Posdata: así como el Internet permite mantener comunicación con cualquier lugar del mundo, el correo de mis tiempos también permitió llegar al último lugar de la tierra (siempre y cuando en ese lugar hubiese oficina postal. Un poco lo que sucede hoy: si no hay energía eléctrica el Internet es una ventana cerrada). ¿A qué lugares del mundo enviaron cartas los comitecos? Marco Polo puede decirnos, porque él, sin duda, vio los timbres postales y descubrió los lugares de origen. Estoy casi seguro que él, cuando vio un timbre de Francia, imaginó París y viajó por sus calles y por su río. Estoy seguro que disfrutó una copa de vino y escuchó un acordeón. Supo que rue es calle y pont es puente. Hizo mezclas entre el Pont des Arts y el puente Hidalgo, y entre la rue Dauphine y la calle Rosario Castellanos. A final de cuentas, los viajeros no hacen más que asociaciones, entre lo conocido y lo novedoso. Te paso copia de un fragmento del libro de Marco Polo donde cuenta que en territorio del Gran Khan había una especie de piedra que arde como la madera: “…una clase de piedra negra, que sacan de la montaña, como los minerales, y queman como si fueran zoquetes de madera; es decir, que el fuego es más intenso y resistente que el de la madera…”. ¿Mirás? ¿Hiciste alguna asociación con algo cercano?

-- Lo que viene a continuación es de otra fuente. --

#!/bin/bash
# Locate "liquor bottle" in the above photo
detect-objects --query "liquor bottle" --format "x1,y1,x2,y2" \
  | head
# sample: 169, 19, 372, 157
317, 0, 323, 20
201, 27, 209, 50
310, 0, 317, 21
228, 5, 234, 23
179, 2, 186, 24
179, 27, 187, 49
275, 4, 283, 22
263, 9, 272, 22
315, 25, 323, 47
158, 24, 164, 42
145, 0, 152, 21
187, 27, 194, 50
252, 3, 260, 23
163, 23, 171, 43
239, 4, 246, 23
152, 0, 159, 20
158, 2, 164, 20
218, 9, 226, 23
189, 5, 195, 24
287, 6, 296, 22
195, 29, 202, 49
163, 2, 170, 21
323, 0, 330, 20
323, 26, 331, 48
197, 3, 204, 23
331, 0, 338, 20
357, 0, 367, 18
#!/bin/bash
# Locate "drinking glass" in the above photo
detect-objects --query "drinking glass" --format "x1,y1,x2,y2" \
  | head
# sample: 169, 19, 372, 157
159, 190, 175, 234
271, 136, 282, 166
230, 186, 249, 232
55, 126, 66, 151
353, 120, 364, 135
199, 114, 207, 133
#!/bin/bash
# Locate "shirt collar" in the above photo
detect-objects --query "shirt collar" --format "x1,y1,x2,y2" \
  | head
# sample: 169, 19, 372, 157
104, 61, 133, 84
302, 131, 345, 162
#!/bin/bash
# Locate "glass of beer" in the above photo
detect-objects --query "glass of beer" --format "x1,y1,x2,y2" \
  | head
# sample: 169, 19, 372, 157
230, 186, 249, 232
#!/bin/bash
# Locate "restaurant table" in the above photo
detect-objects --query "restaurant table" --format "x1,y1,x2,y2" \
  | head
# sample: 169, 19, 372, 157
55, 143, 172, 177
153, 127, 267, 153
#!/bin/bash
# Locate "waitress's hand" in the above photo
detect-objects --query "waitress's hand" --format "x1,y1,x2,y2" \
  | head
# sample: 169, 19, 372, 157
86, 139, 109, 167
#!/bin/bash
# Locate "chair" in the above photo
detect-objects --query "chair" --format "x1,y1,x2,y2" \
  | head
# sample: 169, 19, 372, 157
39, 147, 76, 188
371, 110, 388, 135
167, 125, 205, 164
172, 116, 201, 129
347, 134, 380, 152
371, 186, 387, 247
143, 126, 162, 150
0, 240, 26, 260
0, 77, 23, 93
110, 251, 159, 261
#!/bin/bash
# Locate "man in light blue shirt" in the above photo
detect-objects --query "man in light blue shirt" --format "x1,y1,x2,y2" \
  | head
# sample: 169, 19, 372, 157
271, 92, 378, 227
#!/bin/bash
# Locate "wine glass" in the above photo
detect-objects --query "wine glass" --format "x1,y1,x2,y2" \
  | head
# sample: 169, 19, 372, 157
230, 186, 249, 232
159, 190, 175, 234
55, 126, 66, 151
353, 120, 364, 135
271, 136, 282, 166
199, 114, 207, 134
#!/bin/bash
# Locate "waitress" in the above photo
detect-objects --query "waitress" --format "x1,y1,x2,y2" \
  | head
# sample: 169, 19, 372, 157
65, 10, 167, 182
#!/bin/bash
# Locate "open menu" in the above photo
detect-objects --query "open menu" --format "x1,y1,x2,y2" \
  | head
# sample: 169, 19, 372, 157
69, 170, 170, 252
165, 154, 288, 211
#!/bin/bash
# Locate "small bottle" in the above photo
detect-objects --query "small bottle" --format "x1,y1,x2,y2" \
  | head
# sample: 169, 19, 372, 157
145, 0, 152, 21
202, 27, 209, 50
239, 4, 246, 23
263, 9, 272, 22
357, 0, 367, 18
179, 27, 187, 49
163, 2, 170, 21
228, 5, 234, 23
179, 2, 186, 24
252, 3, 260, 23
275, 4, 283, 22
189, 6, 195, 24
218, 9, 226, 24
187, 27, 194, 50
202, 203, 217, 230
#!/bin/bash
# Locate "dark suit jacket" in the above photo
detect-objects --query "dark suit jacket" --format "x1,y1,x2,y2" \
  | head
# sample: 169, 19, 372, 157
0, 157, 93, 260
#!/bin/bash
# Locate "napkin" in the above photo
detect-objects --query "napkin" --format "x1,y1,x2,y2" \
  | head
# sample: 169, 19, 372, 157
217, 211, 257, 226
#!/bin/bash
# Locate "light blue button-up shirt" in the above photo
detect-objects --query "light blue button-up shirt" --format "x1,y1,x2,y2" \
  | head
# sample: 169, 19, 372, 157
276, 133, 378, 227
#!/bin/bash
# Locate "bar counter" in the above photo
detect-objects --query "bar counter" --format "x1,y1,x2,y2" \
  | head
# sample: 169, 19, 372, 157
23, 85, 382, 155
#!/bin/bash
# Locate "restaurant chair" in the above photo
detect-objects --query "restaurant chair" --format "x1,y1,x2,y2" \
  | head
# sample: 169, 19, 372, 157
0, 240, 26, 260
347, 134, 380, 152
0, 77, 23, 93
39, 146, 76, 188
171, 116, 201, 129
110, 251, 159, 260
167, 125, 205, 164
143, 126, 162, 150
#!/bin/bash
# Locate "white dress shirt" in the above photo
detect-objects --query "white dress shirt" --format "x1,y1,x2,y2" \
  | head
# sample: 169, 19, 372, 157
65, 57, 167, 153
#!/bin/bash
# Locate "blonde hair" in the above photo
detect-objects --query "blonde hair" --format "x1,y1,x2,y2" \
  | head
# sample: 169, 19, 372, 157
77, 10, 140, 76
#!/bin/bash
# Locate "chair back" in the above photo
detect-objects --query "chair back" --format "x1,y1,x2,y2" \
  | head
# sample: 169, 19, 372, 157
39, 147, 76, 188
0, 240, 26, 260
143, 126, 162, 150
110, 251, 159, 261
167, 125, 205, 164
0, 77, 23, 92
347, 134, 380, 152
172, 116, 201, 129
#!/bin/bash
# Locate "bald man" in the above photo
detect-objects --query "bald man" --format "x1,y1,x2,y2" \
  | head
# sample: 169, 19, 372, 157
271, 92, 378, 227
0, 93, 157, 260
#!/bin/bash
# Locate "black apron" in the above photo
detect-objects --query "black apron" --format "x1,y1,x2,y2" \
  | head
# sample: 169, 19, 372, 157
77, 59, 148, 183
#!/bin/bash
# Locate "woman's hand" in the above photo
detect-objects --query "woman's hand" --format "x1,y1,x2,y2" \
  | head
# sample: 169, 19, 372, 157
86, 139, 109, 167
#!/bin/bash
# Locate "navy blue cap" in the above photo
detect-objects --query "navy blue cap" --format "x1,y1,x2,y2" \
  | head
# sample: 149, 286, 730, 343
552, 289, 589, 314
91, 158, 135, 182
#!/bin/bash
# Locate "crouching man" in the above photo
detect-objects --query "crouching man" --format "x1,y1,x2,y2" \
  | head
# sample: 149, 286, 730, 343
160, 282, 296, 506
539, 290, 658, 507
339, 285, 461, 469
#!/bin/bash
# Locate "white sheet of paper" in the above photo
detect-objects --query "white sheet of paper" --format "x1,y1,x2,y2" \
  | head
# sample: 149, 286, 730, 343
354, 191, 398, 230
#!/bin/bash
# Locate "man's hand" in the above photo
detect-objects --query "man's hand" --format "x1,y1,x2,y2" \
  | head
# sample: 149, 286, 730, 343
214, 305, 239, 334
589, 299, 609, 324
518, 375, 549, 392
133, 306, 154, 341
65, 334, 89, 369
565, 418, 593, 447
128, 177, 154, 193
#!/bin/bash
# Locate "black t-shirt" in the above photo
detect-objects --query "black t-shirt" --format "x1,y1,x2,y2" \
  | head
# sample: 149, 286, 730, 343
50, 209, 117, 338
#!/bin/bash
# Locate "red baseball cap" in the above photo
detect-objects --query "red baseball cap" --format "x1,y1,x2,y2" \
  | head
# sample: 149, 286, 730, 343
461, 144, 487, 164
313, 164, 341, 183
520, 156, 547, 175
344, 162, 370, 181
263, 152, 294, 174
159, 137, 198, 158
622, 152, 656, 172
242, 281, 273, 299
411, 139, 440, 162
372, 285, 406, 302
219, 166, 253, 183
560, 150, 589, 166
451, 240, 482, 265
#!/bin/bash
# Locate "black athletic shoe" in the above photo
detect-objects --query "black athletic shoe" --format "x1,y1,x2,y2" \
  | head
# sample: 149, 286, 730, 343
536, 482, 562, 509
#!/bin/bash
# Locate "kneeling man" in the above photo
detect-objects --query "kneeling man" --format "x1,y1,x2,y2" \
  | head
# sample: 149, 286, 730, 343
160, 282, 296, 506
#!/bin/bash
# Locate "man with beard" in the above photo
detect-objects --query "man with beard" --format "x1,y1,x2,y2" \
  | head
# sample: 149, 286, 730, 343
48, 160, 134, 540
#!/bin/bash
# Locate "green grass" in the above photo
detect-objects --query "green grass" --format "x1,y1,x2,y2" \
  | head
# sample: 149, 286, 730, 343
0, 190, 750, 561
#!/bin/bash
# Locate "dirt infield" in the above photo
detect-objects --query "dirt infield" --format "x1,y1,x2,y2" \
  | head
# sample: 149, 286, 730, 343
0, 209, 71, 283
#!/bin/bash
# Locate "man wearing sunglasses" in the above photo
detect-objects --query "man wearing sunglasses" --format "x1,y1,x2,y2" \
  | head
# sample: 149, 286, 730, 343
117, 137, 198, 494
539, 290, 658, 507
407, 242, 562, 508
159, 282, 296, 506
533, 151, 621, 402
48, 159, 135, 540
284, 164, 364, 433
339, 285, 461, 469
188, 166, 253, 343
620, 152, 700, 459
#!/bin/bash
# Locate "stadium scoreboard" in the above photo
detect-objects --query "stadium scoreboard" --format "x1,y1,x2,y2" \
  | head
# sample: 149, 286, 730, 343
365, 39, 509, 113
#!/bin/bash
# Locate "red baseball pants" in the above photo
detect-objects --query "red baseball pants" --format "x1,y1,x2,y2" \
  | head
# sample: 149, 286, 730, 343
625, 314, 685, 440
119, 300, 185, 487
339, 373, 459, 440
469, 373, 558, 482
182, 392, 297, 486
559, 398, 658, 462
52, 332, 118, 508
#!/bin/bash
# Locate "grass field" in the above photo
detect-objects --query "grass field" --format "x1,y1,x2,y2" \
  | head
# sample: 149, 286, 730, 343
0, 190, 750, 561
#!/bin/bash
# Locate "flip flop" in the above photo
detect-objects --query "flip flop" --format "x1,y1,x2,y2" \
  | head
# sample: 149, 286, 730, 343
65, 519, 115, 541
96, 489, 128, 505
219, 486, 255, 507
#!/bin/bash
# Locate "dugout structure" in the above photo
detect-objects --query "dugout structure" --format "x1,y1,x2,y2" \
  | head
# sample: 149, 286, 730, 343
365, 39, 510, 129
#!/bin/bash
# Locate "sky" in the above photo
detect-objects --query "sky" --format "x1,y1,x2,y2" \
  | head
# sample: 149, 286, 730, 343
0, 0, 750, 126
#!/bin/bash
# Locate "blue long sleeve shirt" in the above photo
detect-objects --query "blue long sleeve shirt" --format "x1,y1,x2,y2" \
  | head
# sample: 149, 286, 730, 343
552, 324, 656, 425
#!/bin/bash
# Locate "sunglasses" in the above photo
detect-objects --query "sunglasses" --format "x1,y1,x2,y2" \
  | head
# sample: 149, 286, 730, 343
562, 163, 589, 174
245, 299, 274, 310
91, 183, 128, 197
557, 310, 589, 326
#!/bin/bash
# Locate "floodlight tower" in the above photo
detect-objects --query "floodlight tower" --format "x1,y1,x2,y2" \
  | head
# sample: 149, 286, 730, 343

Me dio gusto platicar con Marco Polo y con Marirrós. Hubo un instante en que Marirrós vio hacia el techo del edificio y dijo que el árbol ya estaba muy grande. ¿Qué árbol?, pregunté. Ambos me llevaron a la calle, cruzamos hacia la otra banqueta y vi un árbol creciendo en medio de las tejas. Marirrós advirtió que era un peligro. El árbol crecerá y puede tumbar la cornisa y pegarle a un peatón. ¡Dios mío! No sé porqué asocié la imagen con la del compañero de prepa que perdió el ojo. Marirrós dijo que solicitáramos al Director de Servicios Públicos Municipales el corte del árbol. El Ingeniero Figueroa envió a su gente, de inmediato, a eliminar ese peligro latente. ¿Por qué ese árbol creció ahí, en el techo del edificio? Tal vez porque ahí es el territorio de Marco Polo. Tal vez, Dios mío, era un árbol de África o de Asia.

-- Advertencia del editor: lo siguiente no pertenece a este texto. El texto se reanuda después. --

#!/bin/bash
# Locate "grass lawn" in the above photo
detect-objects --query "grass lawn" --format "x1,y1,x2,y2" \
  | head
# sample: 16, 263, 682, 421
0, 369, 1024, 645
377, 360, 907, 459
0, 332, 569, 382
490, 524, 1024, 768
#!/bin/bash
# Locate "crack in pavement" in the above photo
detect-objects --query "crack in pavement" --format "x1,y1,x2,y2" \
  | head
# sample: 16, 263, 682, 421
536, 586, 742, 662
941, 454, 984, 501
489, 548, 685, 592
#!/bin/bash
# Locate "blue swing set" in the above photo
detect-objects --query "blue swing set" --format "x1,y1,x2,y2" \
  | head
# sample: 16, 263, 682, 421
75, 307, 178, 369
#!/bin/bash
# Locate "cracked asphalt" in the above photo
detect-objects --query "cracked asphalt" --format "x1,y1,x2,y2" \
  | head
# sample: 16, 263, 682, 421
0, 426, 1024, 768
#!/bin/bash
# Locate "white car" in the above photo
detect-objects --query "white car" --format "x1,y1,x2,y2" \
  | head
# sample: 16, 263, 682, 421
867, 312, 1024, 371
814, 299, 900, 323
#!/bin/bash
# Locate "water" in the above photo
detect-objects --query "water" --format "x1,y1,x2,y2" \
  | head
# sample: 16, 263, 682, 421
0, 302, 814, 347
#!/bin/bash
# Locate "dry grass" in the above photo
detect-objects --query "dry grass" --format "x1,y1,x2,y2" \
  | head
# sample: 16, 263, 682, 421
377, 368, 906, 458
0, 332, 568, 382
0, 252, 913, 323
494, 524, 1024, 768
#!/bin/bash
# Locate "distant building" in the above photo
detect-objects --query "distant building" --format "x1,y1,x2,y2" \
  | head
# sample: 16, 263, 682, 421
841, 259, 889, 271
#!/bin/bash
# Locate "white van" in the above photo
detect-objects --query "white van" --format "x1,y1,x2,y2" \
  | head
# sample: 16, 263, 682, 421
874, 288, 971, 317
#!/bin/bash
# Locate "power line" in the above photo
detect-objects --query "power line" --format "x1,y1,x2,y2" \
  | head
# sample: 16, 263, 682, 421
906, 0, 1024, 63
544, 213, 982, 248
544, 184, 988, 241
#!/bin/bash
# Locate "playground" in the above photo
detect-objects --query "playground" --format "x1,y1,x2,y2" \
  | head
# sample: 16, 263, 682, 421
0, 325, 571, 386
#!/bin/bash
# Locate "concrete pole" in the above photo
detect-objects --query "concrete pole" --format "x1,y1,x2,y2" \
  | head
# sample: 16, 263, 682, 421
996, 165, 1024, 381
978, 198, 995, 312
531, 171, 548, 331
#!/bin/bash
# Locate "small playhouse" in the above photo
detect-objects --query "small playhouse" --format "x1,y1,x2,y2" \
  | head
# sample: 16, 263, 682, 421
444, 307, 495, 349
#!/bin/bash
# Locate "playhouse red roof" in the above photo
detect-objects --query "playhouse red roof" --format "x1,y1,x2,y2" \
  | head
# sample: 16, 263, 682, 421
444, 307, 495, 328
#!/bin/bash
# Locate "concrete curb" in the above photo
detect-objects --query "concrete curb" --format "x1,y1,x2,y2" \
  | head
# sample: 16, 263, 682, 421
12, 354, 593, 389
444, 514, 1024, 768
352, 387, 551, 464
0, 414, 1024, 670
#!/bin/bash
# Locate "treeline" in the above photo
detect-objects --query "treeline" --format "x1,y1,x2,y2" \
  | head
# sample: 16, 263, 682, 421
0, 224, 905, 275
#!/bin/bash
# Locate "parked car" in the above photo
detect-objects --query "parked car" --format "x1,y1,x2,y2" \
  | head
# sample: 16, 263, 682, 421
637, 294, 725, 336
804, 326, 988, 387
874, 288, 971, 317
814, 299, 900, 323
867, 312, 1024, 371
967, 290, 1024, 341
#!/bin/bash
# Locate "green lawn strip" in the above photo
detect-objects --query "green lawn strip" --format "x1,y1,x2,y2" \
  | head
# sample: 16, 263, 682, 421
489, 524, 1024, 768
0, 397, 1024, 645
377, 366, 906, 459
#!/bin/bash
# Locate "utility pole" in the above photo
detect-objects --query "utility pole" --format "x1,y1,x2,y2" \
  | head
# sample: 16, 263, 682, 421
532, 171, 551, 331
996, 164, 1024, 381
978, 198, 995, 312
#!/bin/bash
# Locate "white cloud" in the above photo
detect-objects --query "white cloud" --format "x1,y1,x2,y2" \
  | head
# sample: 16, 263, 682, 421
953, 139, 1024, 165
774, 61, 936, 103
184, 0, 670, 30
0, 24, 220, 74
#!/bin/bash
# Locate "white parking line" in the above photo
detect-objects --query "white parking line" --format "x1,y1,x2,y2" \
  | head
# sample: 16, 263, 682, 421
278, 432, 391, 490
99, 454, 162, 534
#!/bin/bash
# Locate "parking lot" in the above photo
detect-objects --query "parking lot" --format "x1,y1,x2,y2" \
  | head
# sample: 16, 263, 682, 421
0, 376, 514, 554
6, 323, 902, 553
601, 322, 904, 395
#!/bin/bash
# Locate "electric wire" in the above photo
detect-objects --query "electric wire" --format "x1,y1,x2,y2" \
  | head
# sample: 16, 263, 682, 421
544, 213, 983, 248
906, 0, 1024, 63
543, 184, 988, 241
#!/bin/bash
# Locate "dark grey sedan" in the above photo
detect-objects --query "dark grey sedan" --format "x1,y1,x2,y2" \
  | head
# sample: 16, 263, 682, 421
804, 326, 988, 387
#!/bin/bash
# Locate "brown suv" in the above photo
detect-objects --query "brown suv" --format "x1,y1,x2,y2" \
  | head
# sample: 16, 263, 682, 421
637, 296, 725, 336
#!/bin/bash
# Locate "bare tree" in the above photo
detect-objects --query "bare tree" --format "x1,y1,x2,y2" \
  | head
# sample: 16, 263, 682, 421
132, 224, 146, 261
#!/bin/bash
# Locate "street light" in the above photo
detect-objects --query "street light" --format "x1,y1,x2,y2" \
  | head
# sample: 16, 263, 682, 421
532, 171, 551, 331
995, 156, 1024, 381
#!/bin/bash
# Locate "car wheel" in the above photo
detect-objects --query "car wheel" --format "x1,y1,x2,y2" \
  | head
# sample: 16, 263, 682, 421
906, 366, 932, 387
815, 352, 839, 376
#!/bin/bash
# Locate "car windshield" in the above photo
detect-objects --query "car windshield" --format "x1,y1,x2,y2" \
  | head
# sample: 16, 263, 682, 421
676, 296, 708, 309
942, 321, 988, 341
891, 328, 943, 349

¿Cuáles eran los juegos que jugaban los niños que conoció Marco Polo en sus viajes? No lo sé. Lo que sé, porque lo contó, es cómo eran los juegos que jugaban los niños de San Sebastián en el tiempo en que el Marco Polo comiteco fue niño. Hoy, los niños ya no juegan “gallito”, ya no juegan “parque, liga, ligazo, patada o manazo”, ya no juegan “chinchinagua”. Hoy, estos tiempos de inmediatez obliga a los niños a jugar juegos donde la electrónica es el elemento vital. ¿Qué hemos perdido con la pérdida de esos juegos tradicionales? ¿Qué hemos ganado con la incorporación de los juegos electrónicos? No lo sé. Lo único que sé es que doy gracias a Dios por estas innovaciones tecnológicas. Cuando vos me envías un mensaje preguntando cómo estoy, me siento muy bien, porque sé que, por fin, tengo alguien que, aparte de mi Paty y de mi mamá, se preocupa por mí, y esto, de veras, es muy halagador. Vos no podés saber cuánto, porque vos sos muy joven y no podés saber qué siente un hombre de cincuenta y seis años. Casi casi me siento como Marco Polo porque mi cohete viaja a la luna mil veces, va y viene, como si fuese liga o como si fuese fuelle de “gallito”.